Los problemas de censura a los que se ha enfrentado Wiseman han sido un tropiezo frecuente en su carrera. La corte del estado de Massachussets decidió que Titicut Follies se exhibiera solamente ante un público restringido; la difusión televisiva de Hospital fue interrumpida en el estado de Mississippi por prejuicios raciales debido a que en la película hay una secuencia en la que un ginecólogo negro examina a una mujer blanca; ciertas estaciones de televisión rehusaron transmitir Primate alegando brutalidad.

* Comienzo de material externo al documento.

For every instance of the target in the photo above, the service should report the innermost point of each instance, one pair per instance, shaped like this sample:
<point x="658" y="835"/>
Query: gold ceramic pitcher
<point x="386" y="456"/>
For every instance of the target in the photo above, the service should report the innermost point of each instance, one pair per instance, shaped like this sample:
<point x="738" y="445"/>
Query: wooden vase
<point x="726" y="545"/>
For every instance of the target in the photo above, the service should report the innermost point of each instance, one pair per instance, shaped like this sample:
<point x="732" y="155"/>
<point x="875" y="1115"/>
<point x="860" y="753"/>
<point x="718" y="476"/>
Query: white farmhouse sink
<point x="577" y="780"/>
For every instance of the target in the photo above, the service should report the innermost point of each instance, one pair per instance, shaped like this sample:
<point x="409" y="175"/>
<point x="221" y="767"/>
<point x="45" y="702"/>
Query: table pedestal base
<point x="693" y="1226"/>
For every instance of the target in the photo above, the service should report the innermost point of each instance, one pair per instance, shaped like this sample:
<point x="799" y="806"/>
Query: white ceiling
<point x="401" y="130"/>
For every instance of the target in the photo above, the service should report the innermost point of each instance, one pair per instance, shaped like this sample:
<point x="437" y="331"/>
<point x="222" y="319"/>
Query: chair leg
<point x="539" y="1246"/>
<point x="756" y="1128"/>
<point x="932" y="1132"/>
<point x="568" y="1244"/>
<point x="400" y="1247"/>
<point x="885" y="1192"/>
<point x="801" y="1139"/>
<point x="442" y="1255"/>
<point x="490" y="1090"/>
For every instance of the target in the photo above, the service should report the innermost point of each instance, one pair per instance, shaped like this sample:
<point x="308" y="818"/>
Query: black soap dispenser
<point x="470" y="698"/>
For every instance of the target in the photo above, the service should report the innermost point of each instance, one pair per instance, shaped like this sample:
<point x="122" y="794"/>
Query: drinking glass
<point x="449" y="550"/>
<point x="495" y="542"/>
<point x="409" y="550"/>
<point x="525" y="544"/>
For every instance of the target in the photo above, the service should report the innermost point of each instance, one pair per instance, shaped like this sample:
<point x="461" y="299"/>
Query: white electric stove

En su país se vive una paradoja: la potencia económica de Estados Unidos riñe con la miseria mental y física de gran parte de su población, y no debe ser en absoluto inspirador que el cine de Wiseman ventile en el terreno público de una pantalla de cine la normalidad de su anormalidad. Sus películas son la consecuencia de una cotidianidad enferma por la que se ha recubierto de óxido el sueño dorado de la prosperidad. Podríamos decir entonces que los documentales de Wiseman son un ejemplo de la frustración a la que pueden llegar los individuos esperanzados en el sistema democrático.

Actualmente, Frederick Wiseman trabaja en una tetralogía sobre instituciones pedagógicas para ciegos, sordos, sordociegos y personas cuya comunicación con el mundo es difícil o nula. Quizás Wiseman, cuando presente estos documentales, honre de nuevo la frase que escribiera sobre él Pauline Kael, definiéndolo como “el hombre con la inteligencia más aguda que haya entrado en los años sesenta al campo del documental”. Al fin y al cabo, su nombre sugiere el de un sabio del género.